Cumhurbaşkanı Recep Tayyip Erdoğan, Gezi davasında mahkûmiyet kararlarının verildiği gün iftarda yüksek yargı mensuplarıyla bir araya geldi. Erdoğan, burada yaptığı açıklamada, “Yargıda Cumhuriyet tarihinin en büyük reformlarını yaptık. Adalet sisteminin kalitesinde iyileşmeler oldu. Yargıya güven giderek yükseliyor” dedi.
“Adalet hangi ırk, inanç, renk, coğrafyadan olursa olsun tüm insanlığın ortak arayışı, ortak talebi ve ortak değeridir” diyen Erdoğan, “İnsanın şahsi hayatında her şeyin başı nasıl sağlıksa devlet ve toplum hayatında her şeyin başı adalettir. Devlet, hukuk, siyaset, iktisat, toplum arasındaki zincirleme ilişkinin ilk ve son halkası adalettir. Adaletin olmadığı yerde huzur, birlik, kalkınma, ilerleme, refah olmaz” diye konuştu.
Adaletle ilgili temel sorunlarını çözme kabiliyetini yitiren toplumların birçok can yakıcı krizle boğuşmak zorunda kaldığını belirten Erdoğan, “Türkiye son 20 yılda demokrasi ve kalkınma atılımları sayesinde kendini bu ateş çemberinin dışında tutmayı başarmıştır. Milletimize verdiğimiz ülkeyi eğitim, sağlık, adalet ve güvenlik üzerinde yükseltme sözümüze daima sadık kaldık. Atalarımıza rehberlik eden adalet dairesi 2002’den beri bizim de devlet ve siyaset tasavvurumuza istikamet çizdi.
Yüksek Yargı Temsilcileri ile İftarhttps://t.co/AdCUWykgb9
— Recep Tayyip Erdoğan (@RTErdogan) April 25, 2022
‘YARGIYA GÜVEN GİDEREK YÜKSELİYOR’
Altyapı, mevzuat, eğitimden vatandaşa bakış açısına uzanan geniş yelpazede köklü değişikliklere imza attık.
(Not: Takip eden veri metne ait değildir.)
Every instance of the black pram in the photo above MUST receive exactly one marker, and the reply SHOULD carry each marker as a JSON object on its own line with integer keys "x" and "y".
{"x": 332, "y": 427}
Yargıda da Cumhuriyet tarihinin en büyük reformlarını gerçekleştirdik. AYM’ye bireysel başvuru, lekelenmeme hakkı, kamu denetçiliği ve istinaf mahkemeleriyle iki dereceli yargılama sistemine geçilmesi hukuk sistemine kazandırdığımız önemli yeniliklerdir” ifadelerini kullandı.
“Adaletin en hızlı, tarafsız şekilde tecellisinin önünde engel teşkil eden pek çok şeyi ortadan kaldırdık. 17-25 Aralık ve 15 Temmuz gibi darbe girişimlerine rağmen yargıya güven giderek yükseliyor” diye konuşan Erdoğan, şöyle devam etti:
“Hukuk devleti ilkesinde kaydedilen ilerlemeler devletle vatandaş arasında bağları güçlendirme yanına diplomasi, turizm, ticaretine olumlu etki ediyor. Ülkemizi demokrasi ve özgürlüklerle büyütme çerçevesinde reform irademizi diri tutuyor.
Anayasalar her ne kadar maddelerden oluşsa da her birinin aynı zamanda bir ruhu vardır. Mevcut anayasamız maalesef ruhunu darbecilerin üflediği anayasa metnidir. Süngü tehdidi altında yazılan bu anayasa son 40 senede çok kez değiştirilmiş, revizyona uğramıştır. 1982 Anayasası ile ilgili en kapsamlı en köklü değişiklikleri biz yaptık.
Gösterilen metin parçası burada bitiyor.